Big News brought to our attention by Sean Dailey @ The Blue Boar:
In 2004, [Bobby] Fischer was arrested and detained in Japan for allegedly attempting to travel on a revoked passport. The U.S. government insisted that his passport had been revoked. San Diego attorney Richard Vattuone, a Catholic, flew to Japan to act as counsel for Fischer. After his release, Fischer emigrated to Iceland.

Vattuone is intrigued by Fischer's final act. "When I met him in Japan, I gave Bobby a book about G.K. Chesterton, The Apostle of Common Sense. The book covered many matters of culture and religion. I know Bobby had read at least some of the book.

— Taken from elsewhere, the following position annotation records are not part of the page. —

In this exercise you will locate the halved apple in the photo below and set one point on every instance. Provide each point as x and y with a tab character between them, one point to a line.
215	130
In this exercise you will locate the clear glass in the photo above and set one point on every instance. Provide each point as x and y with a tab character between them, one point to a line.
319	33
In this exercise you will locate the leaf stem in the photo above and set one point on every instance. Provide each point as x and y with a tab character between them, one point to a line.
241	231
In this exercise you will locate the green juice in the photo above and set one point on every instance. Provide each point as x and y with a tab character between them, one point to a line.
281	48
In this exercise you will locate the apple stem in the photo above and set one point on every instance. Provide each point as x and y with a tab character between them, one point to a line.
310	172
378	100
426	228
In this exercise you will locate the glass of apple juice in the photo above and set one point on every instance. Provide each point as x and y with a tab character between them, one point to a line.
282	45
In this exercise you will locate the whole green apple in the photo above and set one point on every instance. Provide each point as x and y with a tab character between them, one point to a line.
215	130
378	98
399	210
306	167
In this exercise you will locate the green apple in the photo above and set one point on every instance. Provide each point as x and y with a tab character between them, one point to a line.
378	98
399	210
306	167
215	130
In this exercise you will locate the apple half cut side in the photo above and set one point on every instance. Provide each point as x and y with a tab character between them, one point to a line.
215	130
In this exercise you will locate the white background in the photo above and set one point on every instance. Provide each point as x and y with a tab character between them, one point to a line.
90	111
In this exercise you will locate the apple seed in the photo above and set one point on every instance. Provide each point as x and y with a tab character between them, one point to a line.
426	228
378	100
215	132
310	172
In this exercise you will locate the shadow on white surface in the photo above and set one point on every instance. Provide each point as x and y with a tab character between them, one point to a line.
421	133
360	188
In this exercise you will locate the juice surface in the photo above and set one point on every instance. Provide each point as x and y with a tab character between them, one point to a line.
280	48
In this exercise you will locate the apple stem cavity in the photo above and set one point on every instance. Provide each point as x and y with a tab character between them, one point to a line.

Chesterton was a convert and the book contained an article about his conversion. We had also discussed religion."
-- from an article by Robert Kumpel

1 comment:

Keith said...

Wow. It would have been cool if Fischer read Orthodoxy. I was just talking to my father-in-law about how it applied to him:
: : : : : : : : : :
Now, if we are to glance at the philosophy of sanity, the first thing to do in the matter is to blot out one big and common mistake. There is a notion adrift everywhere that imagination, especially mystical imagination, is dangerous to man's mental balance. Poets are commonly spoken of as psychologically unreliable... Facts and history utterly contradict this view. Most of the very great poets have been not only sane, but extremely business-like... Imagination does not breed insanity. Exactly what does breed insanity is reason. Poets do not go mad; but chess-players do. Mathematicians go mad, and cashiers; but creative artists very seldom. I am not, as will be seen, in any sense attacking logic: I only say that this danger does lie in logic, not in imagination. . . . The general fact is simple. Poetry is sane because it floats easily in an infinite sea; reason seeks to cross the infinite sea, and so make it finite. The result is mental exhaustion, like the physical exhaustion of Mr. Holbein. To accept everything is an exercise, to understand everything a strain. The poet only desires exaltation and expansion, a world to stretch himself in. The poet only asks to get his head into the heavens. It is the logician who seeks to get the heavens into his head. And it is his head that splits.